This is the breakfast I’d eat every day if I could. Oh chilaquiles, how much do I love you?
Apparently quite a bit, as I’ve been on the Chilaquiles Train ever since getting back from Mexico earlier this month. While I’ve always enjoyed them, I’ve renewed my love by eating them a few times a week already and I suppose I’m making up for lost time.
While I won’t go into the variety of regional differences, chilaquiles are basically stale corn tortillas cooked in a sauce and topped with ingredients as a way to use up any leftovers or stale chips. It’s a concept I love even if I can’t quite understand the thought of having left over chips, let alone stale. Aren’t they always eaten until they’re gone? Maybe that’s just me.
Chilaquiles are miraculously adaptable; you can use almost anything you have on hand. I love recipes that are difficult to mess up and these fit the bill. They’ll forgive you if you add too much sauce, they’ll still taste great if you use too much cheese. I’m guilty on both accounts.
I grew up eating chilaquiles’ close relative, the Tex Mex dish called Migas which is comprised of corn chips, eggs, sometimes cheese, sometimes salsa, but always generous scoops of salsa. I can seriously throw down some migas every day of the week, but for a change I’ve been digging chilaquiles’ use of various sauces to create that moist crunch that lives in that secret place between soggy and crunchy. To me it’s a very happy place.
This chilaquiles recipes is adapted from a recipe by Rick Bayless from Food & Wine. It’s a favorite of mine for its use of smoky chipotle flavors and the fact that it’s simply a base from which to personalize. You can add shredded chicken or keep it vegetarian, use almost any cheese imaginable, top it with cilantro or not, and even make your own chile sauce as the base. His recipe uses canned tomatoes which we always have on hand. Like I said, you just can’t go wrong with this recipe.
Chipotle Chilaquiles adapted from a recipe by Rick Bayless
1 can of whole tomatoes (28 oz), drained with ½ cup of the liquid reserved
2 whole chipotles in adobo, from a can found in Latin markets
1 ½ tablespoons vegetable oil
1 large onion, sliced thinly
1 garlic clove, finely chopped
1 ½ cups chicken stock
8 ounces tortilla chips (please I implore you to make your own if you have time, it’s easy!)
¼ cup freshly grated cheese (it can be Parmesan or any Mexican crumbly cheese)
1/3 cup sour cream or Mexican crema
¼ cup green onions, thinly sliced
¼ cup cilantro leaves, finely chopped (omit it if you are Cilantro Hater, you know who y’all are and don’t need to tell me about it, jeeeeeeez)
salt and pepper to taste
If you’re making your own tortilla chips, simply fry pieces of corn tortillas in hot oil until golden brown and then drain on paper towel. Don’t crowd them and don’t overcook them. See? I told you it was easy.

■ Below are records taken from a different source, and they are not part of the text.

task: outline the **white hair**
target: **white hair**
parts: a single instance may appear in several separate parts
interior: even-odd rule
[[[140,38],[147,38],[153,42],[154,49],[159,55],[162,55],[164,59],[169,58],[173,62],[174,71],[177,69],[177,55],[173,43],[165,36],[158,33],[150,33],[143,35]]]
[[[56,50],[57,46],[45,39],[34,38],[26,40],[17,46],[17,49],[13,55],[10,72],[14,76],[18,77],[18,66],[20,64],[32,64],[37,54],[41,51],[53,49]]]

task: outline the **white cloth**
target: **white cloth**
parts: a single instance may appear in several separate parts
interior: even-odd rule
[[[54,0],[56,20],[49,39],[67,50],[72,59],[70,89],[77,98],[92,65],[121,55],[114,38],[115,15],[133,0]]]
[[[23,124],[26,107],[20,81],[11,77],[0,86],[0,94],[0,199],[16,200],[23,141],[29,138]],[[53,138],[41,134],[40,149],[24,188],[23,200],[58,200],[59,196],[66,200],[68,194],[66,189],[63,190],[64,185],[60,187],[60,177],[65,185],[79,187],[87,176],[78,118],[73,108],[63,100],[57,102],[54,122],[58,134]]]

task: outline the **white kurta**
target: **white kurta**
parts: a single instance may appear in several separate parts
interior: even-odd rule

In a blender, add the canned tomatoes, half of the liquid and the two chipotle peppers. Blend until smooth.
In a large deep skillet (you’ll need depth as you’ll be adding all the ingredients here), heat the oil and two-thirds of the large onion (not the green!) and cook over high heat until browned, about 5 to 6 minutes. Add the chopped garlic and cook for 1 minute. Add the tomato and chipotle puree and simmer for about 5 minutes, until thickened. Add the chicken stock and boil the sauce over moderately high heat for about 2 minutes. You want the sauce to thicken slightly. Remove from heat and season with salt and pepper.
Gently stir the tortilla chips into the chile sauce, making sure they’re well coated. You want every inch of the chips to be covered in sauce. Top the chips with the remaining onion, some green onions, a sprinkle of cheese, a dollop of sour cream or crema, and cilantro. Enjoy immediately.